Computer Science ›› 2020, Vol. 47 ›› Issue (1): 193-198.doi: 10.11896/jsjkx.181202261

• Artificial Intelligence • Previous Articles     Next Articles

Chinese Short Text Keyphrase Extraction Model Based on Attention

YANG Dan-hao,WU Yue-xin,FAN Chun-xiao   

  1. (School of Electronic Engineering,Beijing University of Posts and Telecommunications,Beijing 100089,China)
  • Received:2018-12-05 Published:2020-01-19
  • About author:YANG Dan-hao,born in 1994,master.His main research interests include natural language processing;FAN Chun-xiao,born in 1962,professor.Her main research interests artificial intelligence and internet of things.

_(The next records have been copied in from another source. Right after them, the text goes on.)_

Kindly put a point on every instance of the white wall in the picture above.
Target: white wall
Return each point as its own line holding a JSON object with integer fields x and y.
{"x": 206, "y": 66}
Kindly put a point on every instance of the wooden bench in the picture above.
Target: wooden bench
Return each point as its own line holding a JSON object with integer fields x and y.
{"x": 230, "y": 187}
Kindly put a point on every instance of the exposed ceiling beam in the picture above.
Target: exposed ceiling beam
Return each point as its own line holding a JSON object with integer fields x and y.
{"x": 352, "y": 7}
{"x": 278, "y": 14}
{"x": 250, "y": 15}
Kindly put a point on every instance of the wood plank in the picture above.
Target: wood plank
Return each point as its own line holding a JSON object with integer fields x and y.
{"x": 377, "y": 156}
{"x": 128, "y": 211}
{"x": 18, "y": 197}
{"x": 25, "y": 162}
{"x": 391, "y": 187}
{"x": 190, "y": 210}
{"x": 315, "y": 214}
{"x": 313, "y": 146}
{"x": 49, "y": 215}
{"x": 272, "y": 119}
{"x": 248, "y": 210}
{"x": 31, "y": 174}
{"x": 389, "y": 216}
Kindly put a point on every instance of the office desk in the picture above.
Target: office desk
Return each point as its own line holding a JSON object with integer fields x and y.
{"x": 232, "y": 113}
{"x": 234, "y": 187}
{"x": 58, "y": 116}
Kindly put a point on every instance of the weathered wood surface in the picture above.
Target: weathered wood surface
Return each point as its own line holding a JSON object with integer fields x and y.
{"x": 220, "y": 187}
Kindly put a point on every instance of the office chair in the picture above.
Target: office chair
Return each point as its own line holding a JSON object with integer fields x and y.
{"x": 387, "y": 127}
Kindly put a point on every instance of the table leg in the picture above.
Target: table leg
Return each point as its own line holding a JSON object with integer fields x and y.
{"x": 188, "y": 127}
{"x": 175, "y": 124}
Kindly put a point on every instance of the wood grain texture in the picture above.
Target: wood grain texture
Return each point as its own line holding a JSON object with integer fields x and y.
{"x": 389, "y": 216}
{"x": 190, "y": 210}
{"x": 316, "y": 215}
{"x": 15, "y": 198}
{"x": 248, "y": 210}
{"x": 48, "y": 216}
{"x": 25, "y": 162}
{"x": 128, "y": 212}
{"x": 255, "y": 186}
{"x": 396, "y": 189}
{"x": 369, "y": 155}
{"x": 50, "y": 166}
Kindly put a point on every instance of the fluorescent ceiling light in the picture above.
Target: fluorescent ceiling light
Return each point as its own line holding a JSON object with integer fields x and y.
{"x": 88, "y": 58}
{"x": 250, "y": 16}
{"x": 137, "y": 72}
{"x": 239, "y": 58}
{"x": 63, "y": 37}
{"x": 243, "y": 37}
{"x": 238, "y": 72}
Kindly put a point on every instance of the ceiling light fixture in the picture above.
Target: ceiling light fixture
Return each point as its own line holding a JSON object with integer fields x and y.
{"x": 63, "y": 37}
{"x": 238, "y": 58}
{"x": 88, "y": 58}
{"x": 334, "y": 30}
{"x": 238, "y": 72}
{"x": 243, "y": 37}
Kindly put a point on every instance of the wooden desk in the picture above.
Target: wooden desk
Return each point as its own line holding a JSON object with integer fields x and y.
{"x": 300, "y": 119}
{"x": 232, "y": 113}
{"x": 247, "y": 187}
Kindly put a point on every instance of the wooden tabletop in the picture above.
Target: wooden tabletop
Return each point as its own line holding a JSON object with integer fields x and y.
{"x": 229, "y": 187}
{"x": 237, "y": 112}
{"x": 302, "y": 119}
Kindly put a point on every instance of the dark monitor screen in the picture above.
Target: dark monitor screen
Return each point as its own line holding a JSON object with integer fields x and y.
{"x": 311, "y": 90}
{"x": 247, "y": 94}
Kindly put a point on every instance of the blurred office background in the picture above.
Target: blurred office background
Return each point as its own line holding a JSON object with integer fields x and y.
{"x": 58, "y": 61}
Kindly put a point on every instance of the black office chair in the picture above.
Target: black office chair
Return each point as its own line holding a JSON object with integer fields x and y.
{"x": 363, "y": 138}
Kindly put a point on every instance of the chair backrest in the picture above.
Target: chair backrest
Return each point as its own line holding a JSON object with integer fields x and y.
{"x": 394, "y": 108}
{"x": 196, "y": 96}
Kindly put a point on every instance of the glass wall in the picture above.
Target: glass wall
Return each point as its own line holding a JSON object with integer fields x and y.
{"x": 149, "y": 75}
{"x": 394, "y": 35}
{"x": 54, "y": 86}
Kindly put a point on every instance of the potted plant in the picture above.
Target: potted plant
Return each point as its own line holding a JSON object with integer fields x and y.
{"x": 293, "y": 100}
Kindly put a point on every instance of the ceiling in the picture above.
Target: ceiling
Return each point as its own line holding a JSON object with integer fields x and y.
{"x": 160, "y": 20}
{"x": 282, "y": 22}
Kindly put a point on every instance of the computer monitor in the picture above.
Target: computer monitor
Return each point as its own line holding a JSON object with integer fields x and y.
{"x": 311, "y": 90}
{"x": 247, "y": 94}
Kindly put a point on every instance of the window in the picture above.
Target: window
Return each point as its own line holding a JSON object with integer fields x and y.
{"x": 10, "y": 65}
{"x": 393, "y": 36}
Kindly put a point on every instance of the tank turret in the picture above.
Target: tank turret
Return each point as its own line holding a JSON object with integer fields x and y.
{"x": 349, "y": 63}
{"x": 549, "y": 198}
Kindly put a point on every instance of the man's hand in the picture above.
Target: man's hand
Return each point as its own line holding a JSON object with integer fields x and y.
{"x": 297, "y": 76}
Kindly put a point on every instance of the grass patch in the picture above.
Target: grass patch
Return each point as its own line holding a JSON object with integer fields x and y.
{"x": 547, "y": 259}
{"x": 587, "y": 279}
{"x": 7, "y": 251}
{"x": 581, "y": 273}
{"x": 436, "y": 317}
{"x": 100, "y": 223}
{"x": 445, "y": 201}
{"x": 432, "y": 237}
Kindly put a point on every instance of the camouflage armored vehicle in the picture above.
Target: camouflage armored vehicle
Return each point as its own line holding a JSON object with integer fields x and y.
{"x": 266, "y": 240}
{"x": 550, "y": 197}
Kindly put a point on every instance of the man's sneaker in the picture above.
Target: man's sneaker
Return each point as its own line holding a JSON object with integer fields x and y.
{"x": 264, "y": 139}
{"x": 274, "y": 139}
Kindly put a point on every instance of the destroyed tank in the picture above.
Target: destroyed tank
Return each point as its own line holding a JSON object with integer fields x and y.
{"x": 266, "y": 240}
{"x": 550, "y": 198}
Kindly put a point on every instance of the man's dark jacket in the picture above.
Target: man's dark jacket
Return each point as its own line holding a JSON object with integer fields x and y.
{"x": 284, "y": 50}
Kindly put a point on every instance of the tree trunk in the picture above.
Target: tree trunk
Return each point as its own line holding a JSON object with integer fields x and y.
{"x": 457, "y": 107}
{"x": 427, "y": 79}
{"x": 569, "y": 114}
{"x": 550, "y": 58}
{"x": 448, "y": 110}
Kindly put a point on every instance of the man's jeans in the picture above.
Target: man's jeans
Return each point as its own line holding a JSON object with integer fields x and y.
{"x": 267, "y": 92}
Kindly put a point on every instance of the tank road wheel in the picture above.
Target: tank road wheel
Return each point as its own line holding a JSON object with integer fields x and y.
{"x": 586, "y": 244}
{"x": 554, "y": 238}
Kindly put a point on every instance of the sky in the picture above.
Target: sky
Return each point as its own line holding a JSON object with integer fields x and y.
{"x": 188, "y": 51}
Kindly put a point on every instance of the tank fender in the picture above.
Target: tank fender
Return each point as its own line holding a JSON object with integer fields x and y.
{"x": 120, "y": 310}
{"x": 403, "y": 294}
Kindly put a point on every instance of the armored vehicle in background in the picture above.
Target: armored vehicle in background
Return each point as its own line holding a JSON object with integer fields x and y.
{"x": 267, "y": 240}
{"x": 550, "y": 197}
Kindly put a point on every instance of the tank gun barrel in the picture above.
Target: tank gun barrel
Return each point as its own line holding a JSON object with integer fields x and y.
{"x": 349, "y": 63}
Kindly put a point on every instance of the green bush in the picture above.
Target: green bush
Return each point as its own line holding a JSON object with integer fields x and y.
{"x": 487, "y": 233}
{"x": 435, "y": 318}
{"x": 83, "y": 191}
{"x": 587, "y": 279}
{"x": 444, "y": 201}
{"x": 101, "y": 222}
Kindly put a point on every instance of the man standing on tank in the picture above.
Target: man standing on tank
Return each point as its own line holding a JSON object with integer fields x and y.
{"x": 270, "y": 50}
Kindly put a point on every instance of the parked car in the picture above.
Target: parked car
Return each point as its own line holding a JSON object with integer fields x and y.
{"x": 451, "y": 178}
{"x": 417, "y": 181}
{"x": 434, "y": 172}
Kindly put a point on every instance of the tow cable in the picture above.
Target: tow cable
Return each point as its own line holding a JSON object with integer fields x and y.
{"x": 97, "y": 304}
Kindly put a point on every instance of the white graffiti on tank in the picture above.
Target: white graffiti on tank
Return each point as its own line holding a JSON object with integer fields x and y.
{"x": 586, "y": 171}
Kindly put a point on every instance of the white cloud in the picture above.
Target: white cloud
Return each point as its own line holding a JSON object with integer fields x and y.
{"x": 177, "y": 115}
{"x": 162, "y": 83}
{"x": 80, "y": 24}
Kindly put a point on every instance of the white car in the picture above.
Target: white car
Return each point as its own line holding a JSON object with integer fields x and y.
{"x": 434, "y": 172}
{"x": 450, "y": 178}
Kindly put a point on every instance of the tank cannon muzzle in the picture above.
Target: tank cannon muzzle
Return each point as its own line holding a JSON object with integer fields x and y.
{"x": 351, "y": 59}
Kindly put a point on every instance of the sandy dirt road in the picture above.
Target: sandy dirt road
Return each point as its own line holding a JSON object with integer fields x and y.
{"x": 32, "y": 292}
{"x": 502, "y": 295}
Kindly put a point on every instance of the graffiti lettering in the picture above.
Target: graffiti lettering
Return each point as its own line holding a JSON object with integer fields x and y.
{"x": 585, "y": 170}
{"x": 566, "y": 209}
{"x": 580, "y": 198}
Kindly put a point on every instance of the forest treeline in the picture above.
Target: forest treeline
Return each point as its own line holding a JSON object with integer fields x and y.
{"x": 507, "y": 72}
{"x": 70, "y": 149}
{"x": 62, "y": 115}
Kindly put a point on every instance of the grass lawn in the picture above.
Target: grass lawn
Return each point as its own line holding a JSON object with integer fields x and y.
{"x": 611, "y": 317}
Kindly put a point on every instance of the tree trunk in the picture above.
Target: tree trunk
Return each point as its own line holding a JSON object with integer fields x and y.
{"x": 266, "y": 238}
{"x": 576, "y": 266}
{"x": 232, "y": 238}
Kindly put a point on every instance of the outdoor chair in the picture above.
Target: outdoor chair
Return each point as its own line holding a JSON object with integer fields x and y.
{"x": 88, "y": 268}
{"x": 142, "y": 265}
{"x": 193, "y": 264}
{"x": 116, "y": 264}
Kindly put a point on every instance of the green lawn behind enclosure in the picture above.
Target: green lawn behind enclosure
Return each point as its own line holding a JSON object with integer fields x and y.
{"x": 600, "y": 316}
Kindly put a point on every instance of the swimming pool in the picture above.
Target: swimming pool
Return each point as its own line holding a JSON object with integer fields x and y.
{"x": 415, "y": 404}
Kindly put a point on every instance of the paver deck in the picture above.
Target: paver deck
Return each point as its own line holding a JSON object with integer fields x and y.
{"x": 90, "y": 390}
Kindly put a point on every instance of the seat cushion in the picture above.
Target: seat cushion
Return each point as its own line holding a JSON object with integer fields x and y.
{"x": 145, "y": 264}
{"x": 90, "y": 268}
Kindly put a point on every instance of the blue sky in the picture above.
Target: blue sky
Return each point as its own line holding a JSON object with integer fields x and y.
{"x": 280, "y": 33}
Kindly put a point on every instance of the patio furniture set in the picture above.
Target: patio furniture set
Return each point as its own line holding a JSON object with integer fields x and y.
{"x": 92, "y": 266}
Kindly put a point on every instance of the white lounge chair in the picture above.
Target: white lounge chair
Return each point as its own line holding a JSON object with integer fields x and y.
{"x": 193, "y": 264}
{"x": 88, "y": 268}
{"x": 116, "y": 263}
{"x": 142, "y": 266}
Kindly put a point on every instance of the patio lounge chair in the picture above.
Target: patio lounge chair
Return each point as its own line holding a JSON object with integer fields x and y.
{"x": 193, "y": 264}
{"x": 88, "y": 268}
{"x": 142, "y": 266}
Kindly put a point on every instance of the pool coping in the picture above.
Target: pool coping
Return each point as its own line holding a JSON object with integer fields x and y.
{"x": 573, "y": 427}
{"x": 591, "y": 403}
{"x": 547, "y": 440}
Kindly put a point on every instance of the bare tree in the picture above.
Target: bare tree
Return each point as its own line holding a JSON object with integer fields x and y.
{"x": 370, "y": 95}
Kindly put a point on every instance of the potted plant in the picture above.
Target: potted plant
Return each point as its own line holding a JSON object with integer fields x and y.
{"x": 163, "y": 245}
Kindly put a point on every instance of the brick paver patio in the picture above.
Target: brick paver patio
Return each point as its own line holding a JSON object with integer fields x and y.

Abstract: Keyphrase extraction technology is a research hotspot in the field of natural language processing.In the current keyphrase extraction algorithm,the deep learning method seldom takes into account the characteristics of Chinese,the information of Chinese character granularity is not fully utilized,and the extraction effect of Chinese short text keyworks still has a large improvement space.In order to improve the effect of the keyphrase extraction for short text,a model for automatic keyphrase extraction abstracts was proposed,namely BAST model,which combines the bidirectional long short-term memory and attention mechanism based on sequence tagging model.Firstly, word vectors in the word granularity and character vectors in the character granularity are used to represent input text information.Secondly,the BAST model is trained,text features are extracted by using BiLSTM and attention mechanism,and the label of each word is classified.Finally,the character vector model is used to correct the extraction results of the word vector model.The experimental results show that the F1-measure of the BAST model reaches 66.93% on 8159 abstract data,which is 2.08% higher than that of the BiLSTM-CRF(Bidirectional Long Shoft-Term Memory and Conditional Random Field) algorithm,and is further improved than other traditional keyphrase extraction algorithms.The innovation of the model lies in the combination of the extraction results of the word vector and the character vector model.The model makes full use of the characteristics of the Chinese text information and can effectively extract keyphrases from the short text,and extraction effect is further improved.

Key words: Attention mechanism, Word embedding, Character embedding, Keyphrase extraction, LSTM

CLC Number: 

  • TP391